Measuring missing heritability: inferring the contribution of common variants

Abstract

Genome-wide association studies (GWASs), also called common variant association studies (CVASs), have uncovered thousands of genetic variants associated with hundreds of diseases. However, the variants that reach statistical significance typically explain only a small fraction of the heritability. One explanation for the "missing heritability" is that there are many additional disease-associated common variants whose effects are too small to detect with current sample sizes. It therefore is useful to have methods to quantify the heritability due to common variation, without having to identify all causal variants. Recent studies applied restricted maximum likelihood (REML) estimation to case-control studies for diseases. Here, we show that REML considerably underestimates the fraction of heritability due to common variation in this setting. The degree of underestimation increases with the rarity of disease, the heritability of the disease, and the size of the sample. Instead, we develop a general framework for heritability estimation, called phenotype correlation-genotype correlation (PCGC) regression, which generalizes the well-known Haseman-Elston regression method. We show that PCGC regression yields unbiased estimates. Applying PCGC regression to six diseases, we estimate the proportion of the phenotypic variance due to common variants to range from 25% to 56% and the proportion of heritability due to common variants from 41% to 68% (mean 60%). These results suggest that common variants may explain at least half the heritability for many diseases. PCGC regression also is readily applicable to other settings, including analyzing extreme-phenotype studies and adjusting for covariates such as sex, age, and population structure.

Keywords: genome-wide association studies; heritability estimation; statistical genetics.

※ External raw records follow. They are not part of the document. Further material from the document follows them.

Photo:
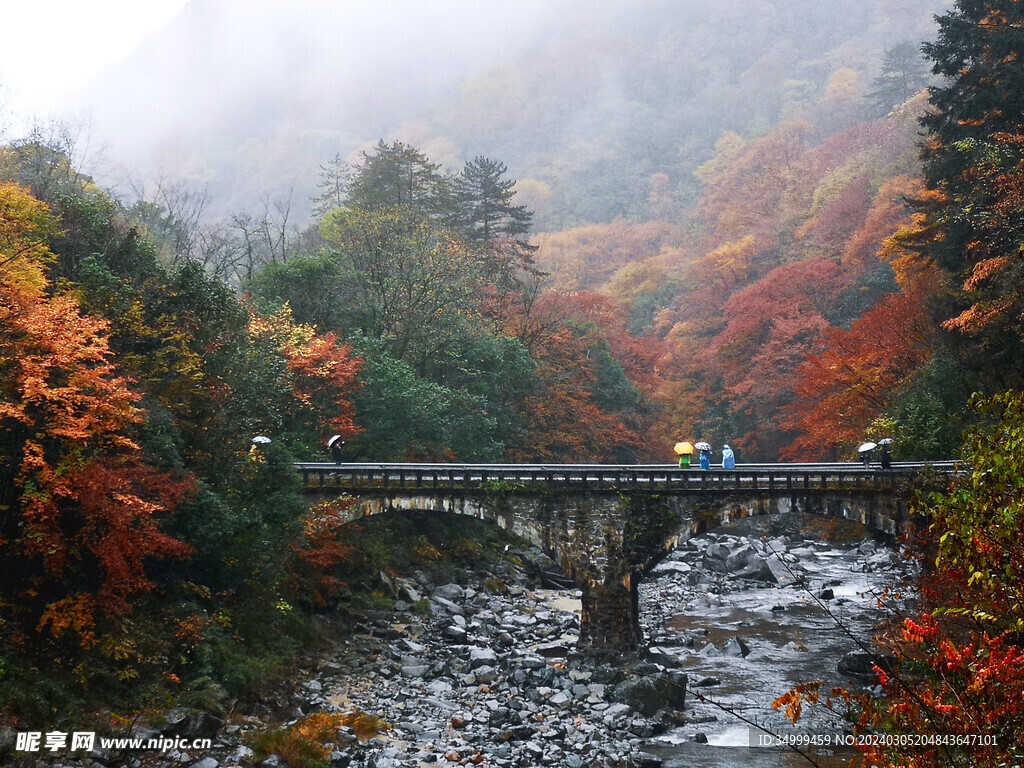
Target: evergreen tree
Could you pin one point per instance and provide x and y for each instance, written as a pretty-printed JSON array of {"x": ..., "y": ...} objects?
[
  {"x": 485, "y": 206},
  {"x": 974, "y": 167},
  {"x": 903, "y": 75}
]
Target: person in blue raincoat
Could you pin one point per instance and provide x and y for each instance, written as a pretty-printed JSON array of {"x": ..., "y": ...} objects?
[
  {"x": 705, "y": 459},
  {"x": 728, "y": 458}
]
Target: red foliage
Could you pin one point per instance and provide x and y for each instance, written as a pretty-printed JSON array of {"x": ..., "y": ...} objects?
[
  {"x": 84, "y": 522},
  {"x": 843, "y": 388}
]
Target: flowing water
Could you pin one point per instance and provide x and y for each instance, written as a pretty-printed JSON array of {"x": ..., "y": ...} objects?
[{"x": 793, "y": 638}]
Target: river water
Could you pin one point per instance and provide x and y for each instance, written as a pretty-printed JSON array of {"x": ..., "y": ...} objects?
[{"x": 700, "y": 621}]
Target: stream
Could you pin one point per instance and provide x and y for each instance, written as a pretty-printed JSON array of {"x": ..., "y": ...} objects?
[{"x": 745, "y": 641}]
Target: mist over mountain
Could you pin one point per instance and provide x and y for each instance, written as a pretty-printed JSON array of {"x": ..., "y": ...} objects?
[{"x": 600, "y": 110}]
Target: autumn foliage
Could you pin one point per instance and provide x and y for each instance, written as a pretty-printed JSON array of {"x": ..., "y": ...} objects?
[
  {"x": 81, "y": 506},
  {"x": 955, "y": 675}
]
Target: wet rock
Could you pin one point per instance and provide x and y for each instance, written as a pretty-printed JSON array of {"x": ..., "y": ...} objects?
[
  {"x": 649, "y": 693},
  {"x": 860, "y": 666},
  {"x": 734, "y": 646}
]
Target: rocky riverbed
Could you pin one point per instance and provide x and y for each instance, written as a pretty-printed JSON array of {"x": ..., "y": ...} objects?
[{"x": 484, "y": 672}]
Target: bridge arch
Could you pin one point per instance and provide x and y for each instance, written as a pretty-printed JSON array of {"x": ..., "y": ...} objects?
[{"x": 606, "y": 525}]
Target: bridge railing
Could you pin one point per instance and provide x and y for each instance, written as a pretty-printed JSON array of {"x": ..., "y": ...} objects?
[{"x": 663, "y": 477}]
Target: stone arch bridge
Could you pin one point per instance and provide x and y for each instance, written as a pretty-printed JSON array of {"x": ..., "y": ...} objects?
[{"x": 606, "y": 525}]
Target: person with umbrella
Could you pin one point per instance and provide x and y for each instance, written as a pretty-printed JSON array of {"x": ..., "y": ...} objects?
[
  {"x": 865, "y": 452},
  {"x": 335, "y": 444},
  {"x": 728, "y": 458},
  {"x": 886, "y": 458},
  {"x": 705, "y": 449},
  {"x": 685, "y": 451}
]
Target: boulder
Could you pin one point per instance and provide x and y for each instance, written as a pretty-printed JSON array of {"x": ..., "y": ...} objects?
[
  {"x": 859, "y": 666},
  {"x": 649, "y": 693}
]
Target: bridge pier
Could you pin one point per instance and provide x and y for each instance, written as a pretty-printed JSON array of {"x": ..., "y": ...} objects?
[
  {"x": 609, "y": 620},
  {"x": 606, "y": 525}
]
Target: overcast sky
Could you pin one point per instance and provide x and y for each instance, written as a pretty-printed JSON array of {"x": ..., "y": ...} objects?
[{"x": 50, "y": 48}]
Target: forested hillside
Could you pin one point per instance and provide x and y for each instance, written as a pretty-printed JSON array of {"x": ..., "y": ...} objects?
[
  {"x": 790, "y": 246},
  {"x": 708, "y": 188}
]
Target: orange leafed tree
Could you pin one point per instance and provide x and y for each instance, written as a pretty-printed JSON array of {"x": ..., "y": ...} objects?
[
  {"x": 843, "y": 389},
  {"x": 79, "y": 508},
  {"x": 322, "y": 369}
]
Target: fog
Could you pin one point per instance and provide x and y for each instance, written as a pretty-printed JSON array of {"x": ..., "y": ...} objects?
[{"x": 583, "y": 100}]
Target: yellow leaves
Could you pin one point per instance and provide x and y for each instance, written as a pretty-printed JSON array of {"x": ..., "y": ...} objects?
[
  {"x": 25, "y": 228},
  {"x": 75, "y": 613}
]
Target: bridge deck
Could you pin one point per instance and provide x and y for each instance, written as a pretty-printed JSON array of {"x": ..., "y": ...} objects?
[{"x": 761, "y": 478}]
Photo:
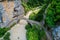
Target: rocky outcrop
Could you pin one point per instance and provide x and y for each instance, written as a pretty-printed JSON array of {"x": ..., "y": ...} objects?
[{"x": 7, "y": 10}]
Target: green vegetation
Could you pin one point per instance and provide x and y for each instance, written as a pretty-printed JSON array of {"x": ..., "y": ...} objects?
[
  {"x": 7, "y": 36},
  {"x": 34, "y": 34},
  {"x": 3, "y": 31},
  {"x": 50, "y": 9}
]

Conflict of interest statement

The authors declare no conflict of interest.

Figures

Fig. 1.

Distributions of genetic effects, environmental effects, phenotypes, and liabilities in three study designs. In each of A, B, and C, a phenotype is assumed to depend on the sum of a genetic effect and an environmental effect. The scatterplot shows the joint distribution of the genetic and environmental effects, the upper left shows the marginal distributions of the environmental effect, the upper right shows the marginal distributions of the genetic effect, and the lower portion shows the marginal distribution of the phenotype. (A) Quantitative phenotype in a random sample of the population. (B) Disease phenotype in a random sample of the population. (C) Disease trait in a balanced case–control study. Disease phenotypes were simulated under a liability threshold model with disease prevalence of 10% (B) and 0.1% (C), with red points indicating affected individuals (liability above the threshold) and black points indicating unaffected individuals (liability below the threshold). In C, the marginal distributions of the genetic and environmental effects no longer are normally distributed, and there is an induced positive correlation between the genetic and environmental effects (r = 0.53).

Fig. 2.

Comparison of REML and PCGC regression. (A) REML yields biased estimates for case–control studies of diseases, whereas PCGC regression yields unbiased estimates. We simulated case–control studies for nine combinations of K (prevalence) and P (proportion of cases among overall samples), and for five values of h2 (0.1, 0.3, 0.5, 0.7, and 0.9). For each combination of parameters, we show the average of 10 heritability estimates obtained by applying the REML method of Lee et al. (10) and PCGC regression to our simulated case–control data. REML produced biased estimates, whereas PCGC regression produced unbiased estimates for all scenarios. The bias of REML estimates increases as both the true heritability and overrepresentation of cases increase. To demonstrate the severity of the bias, consider the scenario of a disease with prevalence of 0.1% in a balanced case–control study (values typical for Crohn's disease or MS). When the true heritability is 50%, the estimated heritability would be 30% on average, as indicated by the black dots. (B) Heritability estimates for case–control studies with increasing sample size. Simulated case–control studies are as previously described, with the prevalence of the disease, the proportion of cases, and the heritability fixed at 1%, 30%, and 50%, respectively. The size of simulated studies ranged from 2,000 to 8,000. The bias of heritability estimates from REML increases with study size, whereas those from PCGC regression estimates remain unbiased. (C) Heritability estimation in the presence of fixed effects. We simulated case–control studies with an additional “sex” covariate, which either has no effect on the disease or increases the relative risk (RR) by twofold or fourfold. The prevalence of the disease in the population was 0.5%, the heritability was set to 50%, and the numbers of cases and controls were equal. Applying REML with or without accounting for the additional covariate resulted in underestimation of the heritability. Moreover, inclusion of the covariate as a fixed effect resulted in even lower estimates of heritability when the effect of the covariate on the phenotype was considerable. By contrast, PCGC regression correctly accounted for the presence of the covariate.